The iconic trivia scene from the first film is also replayed, but it seems bizarrely out of place by the time it comes around: we've spent the whole film stewing in the fact that everyone knows everything about everyone all the time (none of the younger-generation characters are ever missing for more than a minute or two at a time, and are consistently tracked down with technology when they disappear for even a second), and so the idea that being able to simply recite a list of facts would possibly have any relevance to anything seems laughable: all that trivia knowledge that was so impressive in 1996 is just a Wikipedia search away for all characters all the time now. That point is hammered home by the single classroom scence in the film, in which a balding history instructor vainly tries to take control of a totally disinterested audience of students, each and every one of which has a smartphone out, and isn't paying attention. Behind the teacher, the phrase NO GOOGLING!! is written on the chalkboard in all capital letters. The irrelevance of normal education in light of the informal education made possible by the devices that all the students are carrying (and the teacher's frantic attempts to maintain the orthodox approach to pedagogy) practically slaps you in the face, and it is awesome.

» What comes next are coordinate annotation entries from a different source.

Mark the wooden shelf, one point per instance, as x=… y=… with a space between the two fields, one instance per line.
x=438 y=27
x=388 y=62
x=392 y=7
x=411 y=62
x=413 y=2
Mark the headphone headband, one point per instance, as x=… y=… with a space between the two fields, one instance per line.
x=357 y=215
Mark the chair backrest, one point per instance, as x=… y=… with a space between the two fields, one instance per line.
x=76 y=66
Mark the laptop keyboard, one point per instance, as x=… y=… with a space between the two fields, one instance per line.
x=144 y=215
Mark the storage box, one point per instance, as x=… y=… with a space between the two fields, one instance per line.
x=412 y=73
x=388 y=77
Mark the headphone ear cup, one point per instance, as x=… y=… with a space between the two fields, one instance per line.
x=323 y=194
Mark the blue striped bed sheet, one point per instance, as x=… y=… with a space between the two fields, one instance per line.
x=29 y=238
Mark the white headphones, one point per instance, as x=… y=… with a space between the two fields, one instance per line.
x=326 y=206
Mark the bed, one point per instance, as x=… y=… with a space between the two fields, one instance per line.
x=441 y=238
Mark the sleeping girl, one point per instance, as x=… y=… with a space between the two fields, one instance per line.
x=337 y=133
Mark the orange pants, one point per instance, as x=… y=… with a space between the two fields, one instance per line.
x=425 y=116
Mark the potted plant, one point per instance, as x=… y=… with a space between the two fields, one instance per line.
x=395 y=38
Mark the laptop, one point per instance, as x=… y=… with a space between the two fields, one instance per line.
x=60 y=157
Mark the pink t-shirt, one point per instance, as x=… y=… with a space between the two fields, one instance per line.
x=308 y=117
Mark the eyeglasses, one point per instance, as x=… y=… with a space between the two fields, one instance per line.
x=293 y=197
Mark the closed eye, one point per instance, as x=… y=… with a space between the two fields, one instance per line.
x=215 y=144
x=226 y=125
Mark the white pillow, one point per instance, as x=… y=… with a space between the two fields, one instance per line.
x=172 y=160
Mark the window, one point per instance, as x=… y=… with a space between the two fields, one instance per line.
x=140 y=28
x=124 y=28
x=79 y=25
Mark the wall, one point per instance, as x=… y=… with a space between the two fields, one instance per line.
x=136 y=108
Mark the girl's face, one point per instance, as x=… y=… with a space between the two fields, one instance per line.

All of this comes to a final head when the killer is revealed near the end. I'm not going to reveal which of the characters it really is, but MAJOR SPOILER he/she is one of the younger generation, and gives a long tirade about the role of the Internet, at one point yelling "We all live in public now, and to be famous you don't have to do anything great; you just have to do something fucked up. I don't want friends--I want fans." I wish I could find a copy of the film to find this speech again, because there was a lot more to it; I'll come back and revise this once I have a chance to see the movie again, but it makes many of the themes I've been pointing to here at least somewhat explicit, and also reveals the movie's greatest flaw--even though it's aware of these issues, it's ultimately still being directed, written, and produced not by digital natives (or even young immigrants), but by folks from the Old Country. In the end, all of this ubiquitious computing is cast very negatively, and it's suggested that the killer was driven to this in virtue of being immersed in a culture that encourages shallowness, extreme pragmatism ("we are whatever we need to be," says the killer), and amoral narcissism. SPOILER When the killer is finally defeated (by the just-barely-still-relevant Campbell), it is with a set of defibrilation paddles--the ultimate wired, analog technolgy finally triumphing over the digital menace.

If you want to see what the world is going to look like as the next generation starts to assume power, this is the movie to watch. You can see the writing on the wall here; the characters were born in the metaverse, and treat ubiquitous digital technology, social networking, self-referentiality, and remix culture not as novelties, but simply as part of the background against which they operate. These things are moving out of the fringes and being integrated into the mainstream of popular culture; as that move happens, it opens the door for new ways to define genre, and starts to suggest new conventions. This is beyond simple remix; the meta aspect of the 2000s has started to settle down and become just another facet of creative culture as a generation born to the Web starts to define itself in contrast to those who have come before. It's very, very exciting to watch.